In re Kimberly J.

Order unanimously modified on the law and facts and as *941modified affirmed without costs in accordance with the following Memorandum: Family Court properly granted the amended petitions in docket Nos. B-2-92 (R) and B-4-92 (R) that sought termination of parental rights based on clear and convincing evidence that respondent father, by reason of mental illness, and respondent mother, by reason of mental retardation, are presently and in the foreseeable future unable to provide adequate care for their child (see, Social Services Law § 384-b [4] [c]; see, e.g., Matter of Joseph R., 191 AD2d 1034; Matter of Norma Jean H., 179 AD2d 759, Iv denied 79 NY2d 758; Matter of Karen Y., 156 AD2d 823, 824-825, Iv denied 75 NY2d 710). The court did not err in relying on the opinion of the court-appointed psychiatrist, rather than the opinion of respondents’ expert witness, in reaching that determination (see generally, Matter of Denise Emily K, 154 AD2d 596, 598, Iv denied 75 NY2d 707; Matter of Camille M., 143 AD2d 755).

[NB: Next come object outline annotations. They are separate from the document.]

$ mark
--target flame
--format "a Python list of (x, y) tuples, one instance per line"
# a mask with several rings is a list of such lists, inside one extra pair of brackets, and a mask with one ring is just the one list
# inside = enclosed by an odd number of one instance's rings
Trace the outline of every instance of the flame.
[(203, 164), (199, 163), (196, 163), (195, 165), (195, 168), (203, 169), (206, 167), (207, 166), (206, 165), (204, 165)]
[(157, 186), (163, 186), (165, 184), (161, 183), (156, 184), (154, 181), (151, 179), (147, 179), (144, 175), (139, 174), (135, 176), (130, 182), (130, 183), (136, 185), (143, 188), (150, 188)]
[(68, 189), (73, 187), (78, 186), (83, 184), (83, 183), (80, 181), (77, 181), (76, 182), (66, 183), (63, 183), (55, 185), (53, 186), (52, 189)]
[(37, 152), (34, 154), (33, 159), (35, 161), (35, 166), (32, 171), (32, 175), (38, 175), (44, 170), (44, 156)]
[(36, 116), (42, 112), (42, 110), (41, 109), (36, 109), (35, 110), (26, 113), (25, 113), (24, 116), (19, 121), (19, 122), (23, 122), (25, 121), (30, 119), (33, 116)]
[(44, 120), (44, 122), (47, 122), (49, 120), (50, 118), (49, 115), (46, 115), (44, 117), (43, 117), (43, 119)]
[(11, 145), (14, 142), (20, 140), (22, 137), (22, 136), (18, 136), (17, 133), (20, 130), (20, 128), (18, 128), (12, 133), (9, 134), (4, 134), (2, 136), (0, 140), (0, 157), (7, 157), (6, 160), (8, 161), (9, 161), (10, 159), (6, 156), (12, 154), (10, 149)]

We conclude, however, that the court erred in dismissing the amended petitions in docket Nos. B-l-92 (R) and B-3-92 (R) that sought termination of respondents’ parental rights on the alternative ground that respondents failed to plan for the future of their child (Social Services Law § 384-b [7] [a]). In dismissing those amended petitions, the court erroneously found that petitioner failed to make diligent efforts to encourage and strengthen the parental relationship (see, Social Services Law § 384-b [7] [a]). Petitioner established by clear and convincing proof that it consulted and cooperated with the parents in developing a service plan, provided services to respondents to help them resolve their parenting problems, made visitation arrangements for respondents and their child, and kept respondents informed of their child’s progress, development and health (see, Social Services Law § 384-b [7] [i]; Matter of Nassau County Dept. of Social Servs. [James M.] v Diana T., 207 AD2d 399, 400-401; Matter of Devon C., 186 AD2d 738, 739; Matter of O. Children, 128 AD2d 460, 463-465). Furthermore, "an agency that has embarked on a diligent course but faces an utterly un-co-operative or indifferent parent should nevertheless be deemed to have fulfilled its duty” (Matter of Sheila G., 61 NY2d 368, 385). Here, the reasonable efforts of petitioner to foster the parent-child relationship were thwarted by the lack of cooperation and, at times, the hostility of respondents (see, e.g., Matter of Nassau County Dept. of Social Servs. [James M.] v Diana T., supra; Matter of O. Children, supra; Matter of Star Leslie W., 63 NY2d 136, 142-144).

We also conclude that petitioner met its burden of establishing by clear and convincing proof that, despite its diligent ef*942forts, respondents did not plan for the future of their child (see, e.g., Matter of Kathleen B., 144 AD2d 357, 358; Matter of June Y., 128 AD2d 538, 539; Matter of Ann Marie D., 127 AD2d 764, 765). The record shows that respondents failed to take advantage of the services and resources made available to them and failed to address the lack of parenting skills that resulted in their child’s removal.

In view of our determination to affirm that part of the order that terminated respondents’ rights based on mental illness and mental retardation, we need not remit this matter to Family Court for further proceedings on the amended petitions in docket Nos. B-l-92 (R) and B-3-92 (R). (Appeals from Order of Oneida County Family Court, Morgan, J.—Terminate Parental Rights.) Present—Pine, J. P., Lawton, Callahan, Davis and Boehm, JJ.